Source: Vientiane Times
– 2017 Road Tax now due for payment
– Available at BCEL bank only
– Valid from October this year until March 2018
Road users are now being asked to pay the road tax for 2017 after delays in making changes to the payment system have extended almost to the end of the year.
This year, the Ministry of Finance has authorised the Banque pour le Commerce Exterieur Lao Public (BCEL) to collect the road tax, with the payment date officially starting last Thursday.
Deputy Director General of the Tax Department, Mr Khampien Boupphavong, told Vientiane Times on Friday “Tax collection has now commenced and tax stickers for display on windscreens can be received at BCEL only.”
The bank has developed a special system to make payment easy. People can pay through BCEL One Apps on computers or smartphones, at an ATM, or by walking into a bank.
A BCEL employee said the use of the BCEL One and ATM services was very convenient.
In the past the tax authorities have partnered with the bank to offer new options for other tax payments such as VAT.
Some people are concerned about obtaining a tax sticker if they make payments through BCEL One or an ATM.
Bank staff explained that when using BCEL One, the system will show a code. The user can snap it on their mobile phone or computer or take note of the number, and then show it with the yellow technical inspection book and vehicle document to bank clerks. You will then receive the sticker on the spot so you don’t have to spend a lot of time waiting at the bank.
Using an ATM is equally simple as it prints out a code which vehicle owners can take along with the necessary documents to present to bank staff.
If you prefer not to use either of these methods, payment can be made directly at the bank.
Mr Khampien is optimistic about the new system and believes that the use of modern technology will make payments more transparent and the procedure easier to check.

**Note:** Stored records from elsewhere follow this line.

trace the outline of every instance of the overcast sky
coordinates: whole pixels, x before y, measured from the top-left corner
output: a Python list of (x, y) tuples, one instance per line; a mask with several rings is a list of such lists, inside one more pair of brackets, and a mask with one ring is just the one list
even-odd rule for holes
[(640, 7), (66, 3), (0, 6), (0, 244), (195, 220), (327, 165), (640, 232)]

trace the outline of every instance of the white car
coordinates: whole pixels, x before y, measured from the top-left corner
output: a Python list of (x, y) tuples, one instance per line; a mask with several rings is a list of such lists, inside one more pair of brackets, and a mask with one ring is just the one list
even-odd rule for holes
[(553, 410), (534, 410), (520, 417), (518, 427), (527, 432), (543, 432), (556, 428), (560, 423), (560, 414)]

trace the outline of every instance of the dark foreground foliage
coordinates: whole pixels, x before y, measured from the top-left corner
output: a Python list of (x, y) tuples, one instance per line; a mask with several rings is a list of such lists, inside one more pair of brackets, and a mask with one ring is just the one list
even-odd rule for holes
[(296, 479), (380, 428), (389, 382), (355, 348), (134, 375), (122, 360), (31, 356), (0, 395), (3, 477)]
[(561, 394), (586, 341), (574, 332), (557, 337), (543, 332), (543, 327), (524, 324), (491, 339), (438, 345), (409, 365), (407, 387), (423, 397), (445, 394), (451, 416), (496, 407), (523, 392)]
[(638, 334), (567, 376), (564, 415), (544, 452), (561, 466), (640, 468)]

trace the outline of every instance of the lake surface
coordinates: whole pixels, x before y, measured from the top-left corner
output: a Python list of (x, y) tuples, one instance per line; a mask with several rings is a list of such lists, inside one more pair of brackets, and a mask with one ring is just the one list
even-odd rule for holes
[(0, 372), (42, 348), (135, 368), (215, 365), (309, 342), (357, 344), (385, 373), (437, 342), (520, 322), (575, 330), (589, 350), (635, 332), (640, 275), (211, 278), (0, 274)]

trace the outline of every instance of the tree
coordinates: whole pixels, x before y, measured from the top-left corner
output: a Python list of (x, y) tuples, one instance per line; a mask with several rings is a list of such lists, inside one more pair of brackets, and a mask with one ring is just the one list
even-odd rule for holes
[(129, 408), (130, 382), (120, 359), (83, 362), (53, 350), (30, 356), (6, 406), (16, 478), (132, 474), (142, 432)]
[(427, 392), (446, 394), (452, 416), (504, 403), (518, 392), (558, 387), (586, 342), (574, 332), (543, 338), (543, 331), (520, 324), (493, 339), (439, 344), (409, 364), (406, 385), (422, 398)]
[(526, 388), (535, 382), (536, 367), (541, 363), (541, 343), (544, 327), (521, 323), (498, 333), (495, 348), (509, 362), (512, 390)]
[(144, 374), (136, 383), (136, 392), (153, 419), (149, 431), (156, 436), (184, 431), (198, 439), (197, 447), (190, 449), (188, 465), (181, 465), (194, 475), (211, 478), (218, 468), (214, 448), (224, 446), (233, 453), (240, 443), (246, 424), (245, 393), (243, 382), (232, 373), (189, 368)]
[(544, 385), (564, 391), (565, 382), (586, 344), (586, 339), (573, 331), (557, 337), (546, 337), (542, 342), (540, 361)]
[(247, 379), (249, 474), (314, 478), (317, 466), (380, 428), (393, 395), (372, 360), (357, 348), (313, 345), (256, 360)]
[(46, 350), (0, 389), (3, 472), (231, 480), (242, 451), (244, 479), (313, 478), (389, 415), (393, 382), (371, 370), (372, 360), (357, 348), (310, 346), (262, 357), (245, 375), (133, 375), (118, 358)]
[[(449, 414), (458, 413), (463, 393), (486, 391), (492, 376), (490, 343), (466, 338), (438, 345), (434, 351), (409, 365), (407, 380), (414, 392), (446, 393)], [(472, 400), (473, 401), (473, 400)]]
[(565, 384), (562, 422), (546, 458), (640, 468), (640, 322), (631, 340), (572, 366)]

Some people are concerned that this payment system will not be accessible to vehicle owners who live in rural areas or outside city centres, but the tax official said the bank has its methods of collecting the tax from these people.
The tax authorities expect that receipts will amount to 30 billion kip in 2017, up from 10 billion kip last year.
To reach the target, the tax sector plans to discuss various measures with the police and public works and transport sector. These two bodies are critical to motivating owners to pay the necessary taxes.
Mr Khampien said he was not concerned about the new system and hoped that it would help to boost revenue collection.
The 2017 tax sticker is valid from October this year until March 2018. The tax will then be due again next year.
In previous years, vehicle owners began paying the tax in March, but this year the process was delayed for many months while the Ministry of Finance waited for the new Presidential Decree on Road Tax.
The decree, which was signed by President Bounnhang Vorachit on September 20, has significantly increased the annual road tax.
The new Presidential Decree on Road Tax has determined the new annual fees and divided them into four vehicle groups.
The first group comprises two- and three-wheeled motorbikes. A motorbike with an engine less than 110cc will incur a fee of 15,000 kip, up from 8,000 kip in previous years. It will be 20,000 kip for a motorbike with a 111 to 150cc engine, 30,000 kip for a 151 to 200cc motorbike, and 100,000 kip for motorbikes over 200cc.
The second group comprises privately-owned sedans, SUVs, vans and pickups. For vehicles with an engine less than 1,000cc the fee is 100,000 kip; 150,000 kip for vehicles with engines between 1,001 to 1,600cc; 200,000 kip for engines 1,601 to 2,000cc; 250,000 kip for 2,001 to 2,500cc; 300,000 kip for 2,501 to 3,000cc; 350,000 kip for 3,001cc to 4,000cc; 400,000 kip for 4,001 to 5,000cc; and 500,000 kip for vehicles with engines over 5,001cc.
The third group is transport vehicles. For a small truck with an engine less than 2,500cc or a total weight less than 3.5 tonnes the owner will pay 150,000 kip; 200,000 kip for medium trucks with engines of 2,501 to 5,000cc or total weight between 3.5 and 15 tonnes; 300,000 kip for large sized trucks with engines over 5,000cc and total weight between 15 and 30 tonnes; 400,000 kip for large sized trucks with engines over 5,000cc and total weight between 30 and 50 tonnes; and 500,000 kip for large sized trucks with engines over 5,000cc and total weight over 50 tonnes.
The fourth category is passenger vehicles. The owners of three-wheeled tuk-tuks and jumbos vehicles will pay 50,000 kip; 150,000 kip for small vans or passenger vehicles with engines up to 2,500cc with less than nine seats including the driver’s seat; 200,000 kip for medium-sized vans and buses between 2,500 to 5,000cc or between 10 to 35 seats including the driver’s seat; and 400,000 kip for large buses with engines over 5,000cc or more than 35 seats.
According to statistics from the Tax Department, Laos has about 1.8 million vehicles, but only about 30 percent of vehicle owners actually pay road tax each year.